Vergessen oder vernachlässigt?

Jugendhilfe in der Pandemie

Schließungen, Einschränkungen,

Lockdowns – die Corona-

Pandemie hat seit März 2020

Auswirkungen auf zahlreiche

Lebens- und Arbeitsbereiche.

Warum wird dabei die Jugendhilfe

vergessen? Ein Interview.

VON CHANTAL AUGELLO

Cedric Kutzli, Jugend- und Heimerzieher

im heilpädagogischen Kinderund

Jugendhilfezentrum Sperlingshof,

betreut acht Jungen im Alter von

zwölf bis 17 Jahren. Er erzählt, welche

Herausforderungen die Pandemie und die Maßnahmen

zur Eindämmung mit sich brachten.

mediakompakt: Wie sah der Alltag vor Corona in

der Wohngruppe aus?

Cedric: An Wochentagen gehen die Jugendlichen

zur Schule. Nach dem Mittagessen im Wohnhaus

erledigen sie ihre Hausaufgaben oder bereiten sich

auf Schularbeiten vor.

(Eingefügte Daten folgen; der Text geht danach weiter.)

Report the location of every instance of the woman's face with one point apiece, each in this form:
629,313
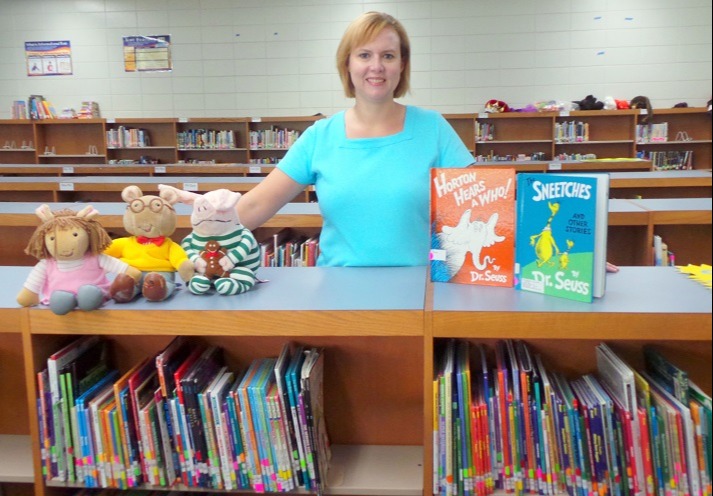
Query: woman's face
375,67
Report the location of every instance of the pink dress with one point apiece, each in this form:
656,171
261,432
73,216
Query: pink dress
89,272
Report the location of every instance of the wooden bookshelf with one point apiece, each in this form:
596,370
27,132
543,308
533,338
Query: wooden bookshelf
632,225
136,170
158,145
108,188
642,305
611,135
380,347
689,129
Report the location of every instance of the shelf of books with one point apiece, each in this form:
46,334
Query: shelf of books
386,363
668,138
141,141
675,139
213,141
270,137
358,407
539,388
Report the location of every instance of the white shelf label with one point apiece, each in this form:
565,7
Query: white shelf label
436,254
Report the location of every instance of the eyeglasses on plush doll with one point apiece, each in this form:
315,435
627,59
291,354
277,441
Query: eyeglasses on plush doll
72,269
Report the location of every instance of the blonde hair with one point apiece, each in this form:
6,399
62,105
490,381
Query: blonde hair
364,29
67,219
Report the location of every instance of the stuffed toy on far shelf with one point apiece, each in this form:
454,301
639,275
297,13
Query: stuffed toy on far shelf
72,270
150,220
589,103
215,218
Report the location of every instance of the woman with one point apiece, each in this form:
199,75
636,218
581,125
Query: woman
369,164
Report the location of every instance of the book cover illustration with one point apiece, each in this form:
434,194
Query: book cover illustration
472,225
560,245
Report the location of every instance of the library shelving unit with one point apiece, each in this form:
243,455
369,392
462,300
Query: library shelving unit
156,144
515,134
642,305
267,136
683,223
689,130
610,134
235,151
16,473
70,141
227,169
373,341
17,142
379,348
108,188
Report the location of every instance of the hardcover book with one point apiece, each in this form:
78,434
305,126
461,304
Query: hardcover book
472,225
561,234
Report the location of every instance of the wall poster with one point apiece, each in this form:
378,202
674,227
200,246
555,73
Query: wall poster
147,53
48,58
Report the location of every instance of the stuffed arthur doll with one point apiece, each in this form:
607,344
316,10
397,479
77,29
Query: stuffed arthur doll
150,220
215,218
72,270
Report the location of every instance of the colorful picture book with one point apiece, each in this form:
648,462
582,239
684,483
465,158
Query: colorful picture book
531,430
184,419
472,225
561,234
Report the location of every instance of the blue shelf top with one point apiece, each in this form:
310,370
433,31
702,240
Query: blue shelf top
631,290
287,288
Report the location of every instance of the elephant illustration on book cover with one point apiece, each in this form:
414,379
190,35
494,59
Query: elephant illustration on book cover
472,217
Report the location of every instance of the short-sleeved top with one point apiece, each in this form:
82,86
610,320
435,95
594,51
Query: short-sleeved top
373,193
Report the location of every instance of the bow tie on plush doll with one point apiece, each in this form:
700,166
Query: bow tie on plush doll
145,240
216,228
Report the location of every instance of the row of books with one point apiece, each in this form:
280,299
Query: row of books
512,424
484,131
571,132
131,137
183,417
550,238
289,249
40,108
89,110
652,133
19,109
273,138
669,160
522,157
206,139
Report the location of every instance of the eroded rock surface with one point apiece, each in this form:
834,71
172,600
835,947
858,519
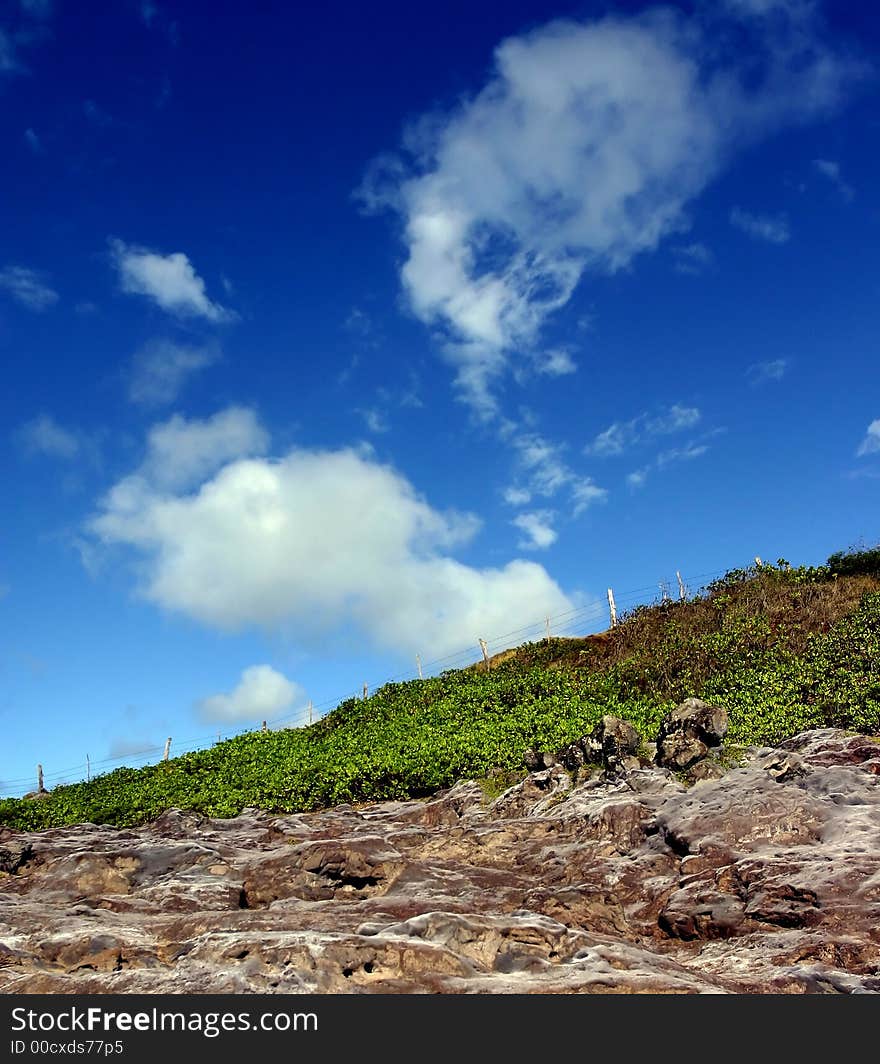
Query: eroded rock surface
766,880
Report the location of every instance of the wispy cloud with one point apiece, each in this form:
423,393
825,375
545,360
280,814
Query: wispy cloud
773,229
28,287
675,454
34,143
537,532
555,363
375,419
44,435
170,281
831,170
37,9
870,444
766,372
692,259
160,370
547,474
582,150
261,694
621,436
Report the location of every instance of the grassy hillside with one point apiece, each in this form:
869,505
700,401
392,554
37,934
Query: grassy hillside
782,648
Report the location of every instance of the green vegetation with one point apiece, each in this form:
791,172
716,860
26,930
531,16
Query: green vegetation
782,648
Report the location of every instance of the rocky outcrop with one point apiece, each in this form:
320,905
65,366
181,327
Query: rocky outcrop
687,733
766,880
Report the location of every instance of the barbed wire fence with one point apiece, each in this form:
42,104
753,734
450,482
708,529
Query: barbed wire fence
578,621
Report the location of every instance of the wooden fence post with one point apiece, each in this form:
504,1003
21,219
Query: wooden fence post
612,608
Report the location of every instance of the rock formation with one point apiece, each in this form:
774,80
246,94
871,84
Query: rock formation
619,878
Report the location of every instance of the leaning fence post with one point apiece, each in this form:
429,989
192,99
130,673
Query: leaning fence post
612,608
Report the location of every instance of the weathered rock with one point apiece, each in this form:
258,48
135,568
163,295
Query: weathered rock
615,743
687,732
765,880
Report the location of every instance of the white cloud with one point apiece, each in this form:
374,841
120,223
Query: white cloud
828,168
262,694
692,259
765,372
37,9
774,229
162,368
313,541
548,474
170,281
28,287
123,747
582,150
691,450
555,363
621,435
517,496
181,453
537,530
872,442
680,454
33,142
375,419
44,435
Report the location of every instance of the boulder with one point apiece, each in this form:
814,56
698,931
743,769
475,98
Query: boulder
687,732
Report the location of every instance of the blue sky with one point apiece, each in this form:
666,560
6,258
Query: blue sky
333,337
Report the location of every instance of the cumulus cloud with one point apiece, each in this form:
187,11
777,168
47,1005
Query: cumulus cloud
161,369
766,372
872,442
313,541
28,286
619,436
262,694
170,281
581,151
182,452
537,532
774,229
44,435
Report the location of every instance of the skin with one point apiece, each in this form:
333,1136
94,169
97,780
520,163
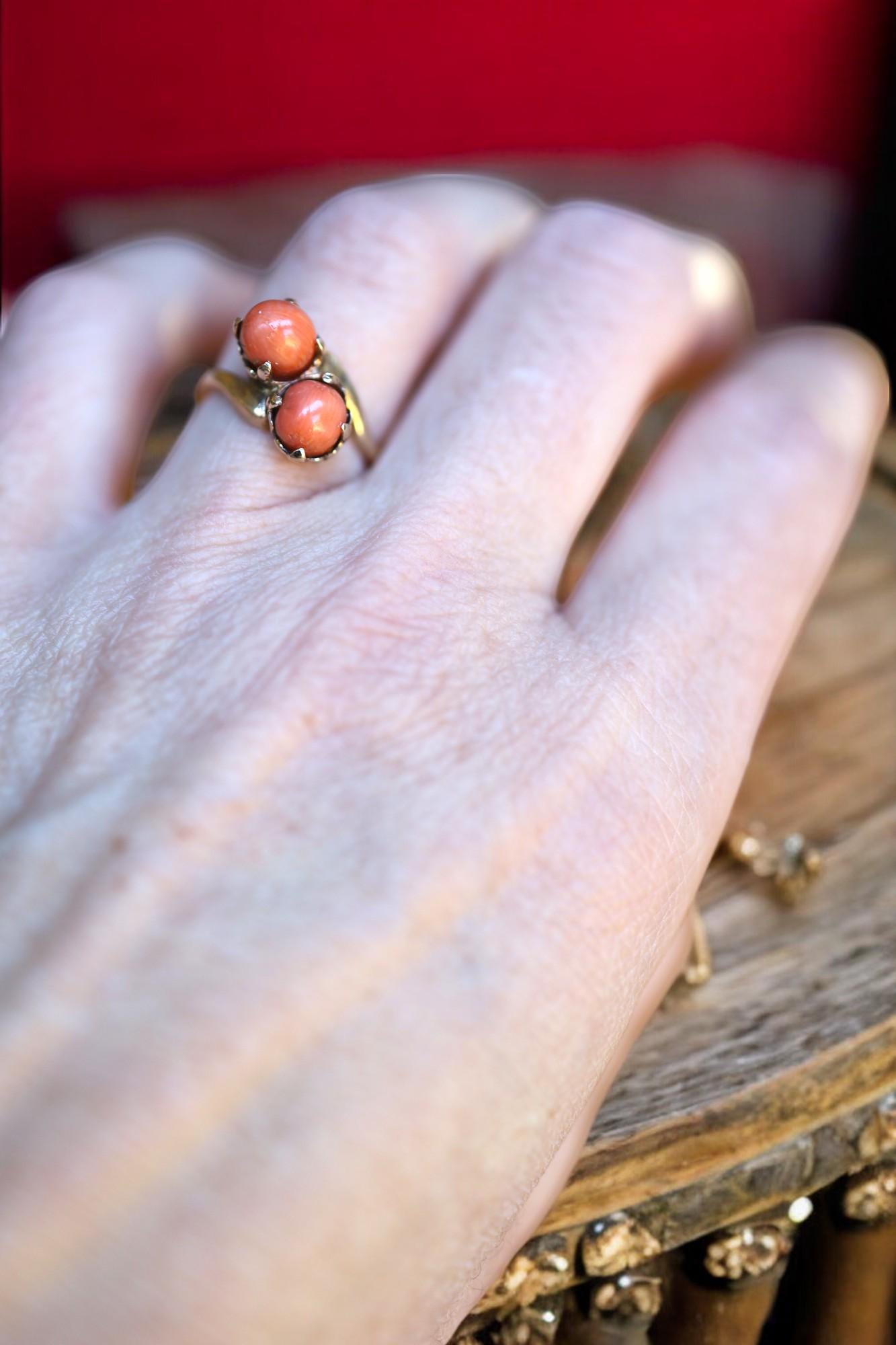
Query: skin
339,863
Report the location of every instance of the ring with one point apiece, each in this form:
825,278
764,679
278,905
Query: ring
294,388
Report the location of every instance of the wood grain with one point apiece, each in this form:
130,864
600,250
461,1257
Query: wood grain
798,1024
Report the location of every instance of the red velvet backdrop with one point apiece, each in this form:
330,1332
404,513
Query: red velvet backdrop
120,96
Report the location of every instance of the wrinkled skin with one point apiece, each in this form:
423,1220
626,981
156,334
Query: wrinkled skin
339,863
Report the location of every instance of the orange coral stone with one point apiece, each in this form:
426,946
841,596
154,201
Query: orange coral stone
311,418
282,333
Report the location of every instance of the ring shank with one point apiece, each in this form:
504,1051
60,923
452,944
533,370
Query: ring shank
249,399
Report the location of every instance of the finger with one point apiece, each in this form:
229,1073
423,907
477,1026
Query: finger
548,376
382,272
88,353
561,1165
696,597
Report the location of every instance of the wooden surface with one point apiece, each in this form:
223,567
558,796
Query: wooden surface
797,1030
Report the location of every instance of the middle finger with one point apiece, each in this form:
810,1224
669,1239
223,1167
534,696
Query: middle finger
540,389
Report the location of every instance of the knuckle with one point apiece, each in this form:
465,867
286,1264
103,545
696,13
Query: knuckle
64,297
376,237
619,252
595,235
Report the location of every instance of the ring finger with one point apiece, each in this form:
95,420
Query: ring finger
382,272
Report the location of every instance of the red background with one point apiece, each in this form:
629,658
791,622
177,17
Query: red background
120,96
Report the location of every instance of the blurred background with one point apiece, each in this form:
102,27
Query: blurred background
767,123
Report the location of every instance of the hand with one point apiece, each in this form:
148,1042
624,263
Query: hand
339,863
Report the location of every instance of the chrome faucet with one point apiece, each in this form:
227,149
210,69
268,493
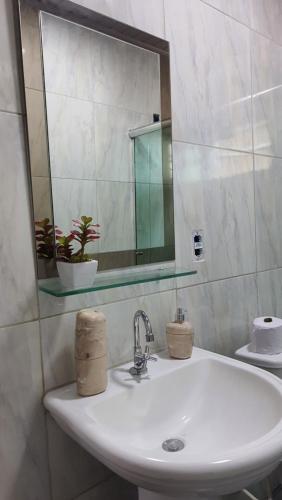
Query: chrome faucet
140,358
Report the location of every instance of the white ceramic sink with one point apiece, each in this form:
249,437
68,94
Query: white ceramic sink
227,413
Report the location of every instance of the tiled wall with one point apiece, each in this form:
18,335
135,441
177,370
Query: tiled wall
226,95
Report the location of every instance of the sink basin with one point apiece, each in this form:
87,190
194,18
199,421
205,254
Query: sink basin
225,415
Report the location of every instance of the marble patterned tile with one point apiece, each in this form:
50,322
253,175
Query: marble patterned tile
270,293
115,488
67,46
37,133
210,76
266,18
267,96
116,215
157,215
71,131
146,15
126,76
239,9
221,312
10,98
23,443
72,469
57,334
18,298
268,178
114,147
73,198
214,192
143,209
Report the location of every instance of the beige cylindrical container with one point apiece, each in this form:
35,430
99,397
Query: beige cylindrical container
180,335
90,352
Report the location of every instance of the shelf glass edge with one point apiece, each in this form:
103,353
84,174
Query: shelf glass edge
52,286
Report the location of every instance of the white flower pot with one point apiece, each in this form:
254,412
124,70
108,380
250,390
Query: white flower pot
77,275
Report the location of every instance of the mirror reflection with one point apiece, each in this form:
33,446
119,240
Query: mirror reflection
108,151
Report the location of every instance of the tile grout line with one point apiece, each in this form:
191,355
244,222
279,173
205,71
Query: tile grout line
250,153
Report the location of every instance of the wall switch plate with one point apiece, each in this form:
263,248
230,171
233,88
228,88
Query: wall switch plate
198,245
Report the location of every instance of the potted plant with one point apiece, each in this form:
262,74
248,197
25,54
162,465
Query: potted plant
45,243
77,269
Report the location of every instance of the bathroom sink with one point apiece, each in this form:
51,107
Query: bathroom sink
224,418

Einige erhalten Nachhilfeunterricht.

Vor der Pandemie haben sie am Nachmittag

Vereine besucht und sind ihren Hobbys,

etwa Mannschaftssport, nachgegangen. An den

Wochenenden standen meistens Gruppenaktivitäten

und Ausflüge an der Tagesordnung, da sind

wir dann auch mal ins Freibad gegangen, zum Minigolfen

oder ins Museum.

mediakompakt: Was hat sich verändert?

Cedric: Sehr vieles. Die Jugendlichen können keine

Vereine mehr besuchen und somit auch nicht

ihren Hobbys nachgehen. Nachhilfe wird bei uns

hofintern angeboten, deshalb findet das glücklicherweise

statt. Aber die Möglichkeiten der Freizeitgestaltung,

vor allem während eines Lockdowns,

sind reduziert. Wir haben einen Sportplatz

auf dem Hof, doch außerhalb des Geländes

sind wir wegen der Schließungen von Freizeit

-und Kultureinrichtungen sehr eingeschränkt.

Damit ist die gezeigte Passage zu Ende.